Les temps passés par les habitants d’une agglomération urbaine en déplacements quotidiens sont étonnamment constants à travers les décennies (loi de ZIV). Tout accroissement de la distance parcourue durant cette constante de temps, grâce à des technologies nouvelles, permet donc l’extension urbaine vers les faubourgs, les banlieues puis la périurbanisation.
L’extension d’une agglomération, la valeur du temps et du sol sont ainsi étroitement corrélées.
Disposer de l’énergie en ville pour cuire, chauffer, éclairer et aujourd’hui alimenter la plupart des appareils (électro) ménagers, notamment les congélateurs, et audiovisuels, est aujourd’hui devenu vital au point qu’il apparaît difficile de couper l’électricité aux ménages en difficulté et que les tempêtes de fin décembre 1999 ont montré notre dépendance totale vis-à-vis de l’électricité, y compris pour avoir de l’eau ou faire circuler les métros. Si la production d’énergie n’est plus urbaine, sauf pour le chauffage urbain, et si les réseaux de transport d’énergie électrique (haute et moyenne tension) et les oléoducs ou les gazoducs (gaz naturel) ne sont plus urbains non plus, il n’en reste pas moins que la distribution collective des énergies correspondantes fait clairement partie des réseaux urbains et dépend d’ailleurs de la responsabilité des collectivités locales, même si les grands distributeurs nationaux ont eu tendance à l’oublier.

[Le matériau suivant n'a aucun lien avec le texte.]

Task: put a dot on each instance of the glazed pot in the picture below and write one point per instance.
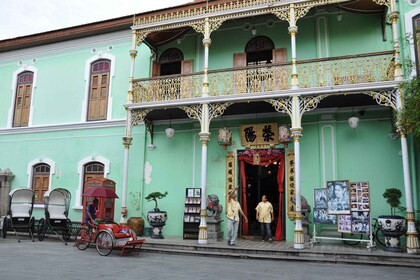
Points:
(157, 219)
(392, 227)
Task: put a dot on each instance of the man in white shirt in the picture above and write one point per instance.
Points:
(265, 216)
(233, 209)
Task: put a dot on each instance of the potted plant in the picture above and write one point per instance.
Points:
(392, 226)
(156, 218)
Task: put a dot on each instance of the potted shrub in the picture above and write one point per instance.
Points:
(392, 226)
(156, 218)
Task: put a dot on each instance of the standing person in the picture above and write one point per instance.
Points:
(91, 212)
(233, 208)
(265, 216)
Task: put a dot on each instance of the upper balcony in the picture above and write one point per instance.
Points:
(335, 49)
(269, 78)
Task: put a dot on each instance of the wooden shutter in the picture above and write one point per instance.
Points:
(279, 55)
(186, 81)
(239, 59)
(22, 105)
(155, 69)
(239, 76)
(98, 98)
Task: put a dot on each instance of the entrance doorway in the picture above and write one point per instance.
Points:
(261, 180)
(265, 177)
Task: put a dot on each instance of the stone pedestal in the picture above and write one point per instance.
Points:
(305, 226)
(6, 177)
(213, 229)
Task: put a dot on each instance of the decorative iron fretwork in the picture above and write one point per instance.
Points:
(215, 110)
(231, 10)
(149, 127)
(370, 68)
(138, 116)
(299, 12)
(291, 186)
(383, 2)
(284, 105)
(230, 173)
(309, 103)
(214, 24)
(385, 98)
(141, 35)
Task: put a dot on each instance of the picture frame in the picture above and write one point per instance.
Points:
(360, 222)
(359, 196)
(344, 223)
(321, 216)
(320, 198)
(338, 198)
(197, 192)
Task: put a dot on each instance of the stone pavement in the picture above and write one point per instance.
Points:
(332, 252)
(51, 259)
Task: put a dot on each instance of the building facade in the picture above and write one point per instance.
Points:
(255, 70)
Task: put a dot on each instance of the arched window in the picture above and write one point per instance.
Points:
(40, 181)
(416, 25)
(23, 99)
(99, 90)
(170, 62)
(259, 50)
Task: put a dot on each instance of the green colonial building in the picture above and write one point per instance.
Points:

Les derniers réseaux apparus concernent les supports de communication et, notamment les réseaux téléphoniques ou radiotéléphoniques (boucle locale), les réseaux câblés ainsi que l’utilisation des ondes électromagnétiques (radios et télévisions locales) pour transmettre des informations. Ils sont continus ou pas, interactifs ou pas. Certes, ils ne sont pas tous caractéristiques de la ville ; pour autant, la ville reste le lieu privilégié de la communication sous toutes ses formes, le lieu où elle est la plus dense.
Aujourd’hui le téléphone est devenu un » service universel » indispensable à tous, y compris à la personne âgée ou au chômeur à la recherche d’un emploi, et sans doute demain en sera-t-il de même de l’accès à Internet. L’ouverture à la concurrence de la boucle locale est une question très actuelle.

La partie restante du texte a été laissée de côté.